Blackmun Visonà has traveled extensively in Africa, and
she has conducted fieldwork in Kenya, Côte d’Ivoire,
and Senegal. As an undergraduate at Stanford University she
studied the art of Europe and ancient China, and her graduate
work included courses in the art of the Pacific Islands, Native
North America, and the ancient Mediterranean. This broad background
led her to develop courses surveying World Art, and she has
served as a consultant on “non-western art” to publishers
of art history and art appreciation textbooks (including Gardner’s
Art Through the Ages, Gilbert’s Living with Art
and Artforms).
Dr. Blackmun Visonà is the principal author of the critically
acclaimed survey A
History of Art in Africa (Abrams/Prentice
Hall 2000), and will be preparing a second edition during Fall
2005. Her research for the chapters on the art of Northern Africa,
Eastern Africa, the Nile Valley and the Bend of the Niger led
to her interest in the arts of African Islam, and she has studied
the archaeological record of many African sites. The book’s
discussion of contemporary arts draws upon her research into
the theoretical issues raised by the critical reception of works
by living African artists. Because this book is focused upon
the art history of the African continent rather than upon the
objects now residing in European collections, it includes arts
which are discussed as architecture, performance and installations.
During 2004-2005, Dr. Blackmun Visonà was a Senior Fellow
at the National Museum of African Art of the Smithsonian Institution.

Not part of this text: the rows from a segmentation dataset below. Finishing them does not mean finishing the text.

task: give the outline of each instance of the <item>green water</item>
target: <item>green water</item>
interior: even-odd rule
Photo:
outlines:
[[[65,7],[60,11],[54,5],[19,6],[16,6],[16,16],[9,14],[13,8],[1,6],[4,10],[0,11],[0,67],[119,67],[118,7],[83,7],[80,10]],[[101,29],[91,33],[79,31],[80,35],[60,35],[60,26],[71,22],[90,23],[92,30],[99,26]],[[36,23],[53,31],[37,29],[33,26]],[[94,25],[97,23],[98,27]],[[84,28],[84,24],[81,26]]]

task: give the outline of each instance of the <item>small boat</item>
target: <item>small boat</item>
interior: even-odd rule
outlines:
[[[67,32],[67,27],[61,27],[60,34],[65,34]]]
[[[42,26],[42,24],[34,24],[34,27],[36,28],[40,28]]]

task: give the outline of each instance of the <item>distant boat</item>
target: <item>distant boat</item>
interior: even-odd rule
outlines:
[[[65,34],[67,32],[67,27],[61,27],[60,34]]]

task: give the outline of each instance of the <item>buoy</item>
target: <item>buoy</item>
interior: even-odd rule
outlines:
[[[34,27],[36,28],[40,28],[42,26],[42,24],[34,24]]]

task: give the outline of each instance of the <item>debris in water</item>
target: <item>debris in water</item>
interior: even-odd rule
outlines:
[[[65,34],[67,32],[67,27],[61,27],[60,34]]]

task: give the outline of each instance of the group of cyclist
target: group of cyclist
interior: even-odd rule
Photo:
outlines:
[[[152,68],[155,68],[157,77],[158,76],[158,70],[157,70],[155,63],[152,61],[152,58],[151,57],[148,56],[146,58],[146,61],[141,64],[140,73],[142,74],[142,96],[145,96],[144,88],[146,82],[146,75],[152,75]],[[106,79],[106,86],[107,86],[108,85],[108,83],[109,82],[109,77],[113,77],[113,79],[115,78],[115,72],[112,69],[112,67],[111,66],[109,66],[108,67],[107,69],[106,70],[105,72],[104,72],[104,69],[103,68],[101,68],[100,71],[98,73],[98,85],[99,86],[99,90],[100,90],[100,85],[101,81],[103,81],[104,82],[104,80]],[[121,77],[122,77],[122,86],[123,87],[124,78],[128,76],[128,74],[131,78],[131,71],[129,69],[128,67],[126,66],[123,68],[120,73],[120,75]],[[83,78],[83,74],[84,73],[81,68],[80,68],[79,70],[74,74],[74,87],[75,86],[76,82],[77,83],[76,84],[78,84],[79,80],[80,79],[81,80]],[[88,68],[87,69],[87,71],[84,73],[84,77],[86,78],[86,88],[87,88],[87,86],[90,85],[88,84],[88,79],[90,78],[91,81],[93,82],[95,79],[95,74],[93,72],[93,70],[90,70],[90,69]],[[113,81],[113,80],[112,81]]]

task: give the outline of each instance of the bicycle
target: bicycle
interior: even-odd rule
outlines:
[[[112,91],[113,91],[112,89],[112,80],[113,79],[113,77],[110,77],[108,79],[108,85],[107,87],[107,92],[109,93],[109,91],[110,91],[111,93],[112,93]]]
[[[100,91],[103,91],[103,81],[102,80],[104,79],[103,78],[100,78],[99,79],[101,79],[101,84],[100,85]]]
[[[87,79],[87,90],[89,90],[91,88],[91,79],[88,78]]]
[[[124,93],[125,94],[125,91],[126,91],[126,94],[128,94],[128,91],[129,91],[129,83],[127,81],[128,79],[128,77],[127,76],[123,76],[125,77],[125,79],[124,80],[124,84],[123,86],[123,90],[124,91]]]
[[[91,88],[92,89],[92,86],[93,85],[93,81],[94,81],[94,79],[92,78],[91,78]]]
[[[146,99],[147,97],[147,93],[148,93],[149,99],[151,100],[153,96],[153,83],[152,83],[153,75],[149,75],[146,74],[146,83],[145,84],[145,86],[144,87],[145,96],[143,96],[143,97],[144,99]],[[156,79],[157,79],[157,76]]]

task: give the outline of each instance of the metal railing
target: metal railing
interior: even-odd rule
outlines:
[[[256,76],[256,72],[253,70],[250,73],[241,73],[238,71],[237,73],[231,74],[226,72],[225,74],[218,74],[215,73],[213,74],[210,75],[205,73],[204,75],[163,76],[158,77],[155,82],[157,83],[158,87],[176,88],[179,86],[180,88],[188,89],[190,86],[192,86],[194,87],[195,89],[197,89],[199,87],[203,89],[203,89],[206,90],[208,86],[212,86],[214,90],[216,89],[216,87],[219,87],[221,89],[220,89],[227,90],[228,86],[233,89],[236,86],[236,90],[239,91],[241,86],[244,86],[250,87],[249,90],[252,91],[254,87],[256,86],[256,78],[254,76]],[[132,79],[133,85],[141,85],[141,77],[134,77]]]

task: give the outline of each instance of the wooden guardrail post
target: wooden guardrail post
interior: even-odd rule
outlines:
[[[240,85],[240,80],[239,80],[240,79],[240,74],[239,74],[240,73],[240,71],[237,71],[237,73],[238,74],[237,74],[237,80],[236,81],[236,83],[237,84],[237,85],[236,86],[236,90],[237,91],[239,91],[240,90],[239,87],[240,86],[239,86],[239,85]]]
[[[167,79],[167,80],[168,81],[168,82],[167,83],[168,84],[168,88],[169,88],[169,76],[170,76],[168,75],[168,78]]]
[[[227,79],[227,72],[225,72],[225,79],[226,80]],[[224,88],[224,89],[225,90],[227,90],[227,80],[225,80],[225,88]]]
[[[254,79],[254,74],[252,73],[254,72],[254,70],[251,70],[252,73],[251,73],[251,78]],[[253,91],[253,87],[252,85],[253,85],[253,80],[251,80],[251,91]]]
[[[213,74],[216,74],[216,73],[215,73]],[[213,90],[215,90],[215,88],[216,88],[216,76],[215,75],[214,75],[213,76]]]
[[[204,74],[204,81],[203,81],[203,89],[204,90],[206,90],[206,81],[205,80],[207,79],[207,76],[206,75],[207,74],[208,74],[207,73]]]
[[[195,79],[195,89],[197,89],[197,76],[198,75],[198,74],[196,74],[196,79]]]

There she prepared her doctoral and post-doctoral research on
the arts of the Lagoon peoples of southeastern Côte d’Ivoire
for publication as a monograph. Her articles on the art history
of these groups, who are distantly related to both the Baule
and Asante, have appeared in scholarly journals such as African
Arts. She is organizing a related exhibition on “Divinely
Inspired African Artists: The Arts of the Lagoon Peoples and
their Neighbors”, which will be accompanied by a collection
of scholarly essays. She is also preparing a traveling exhibition
of architectural studies by African and non-African photographers
(“Interior/Exterior: Photographs of African Architecture”).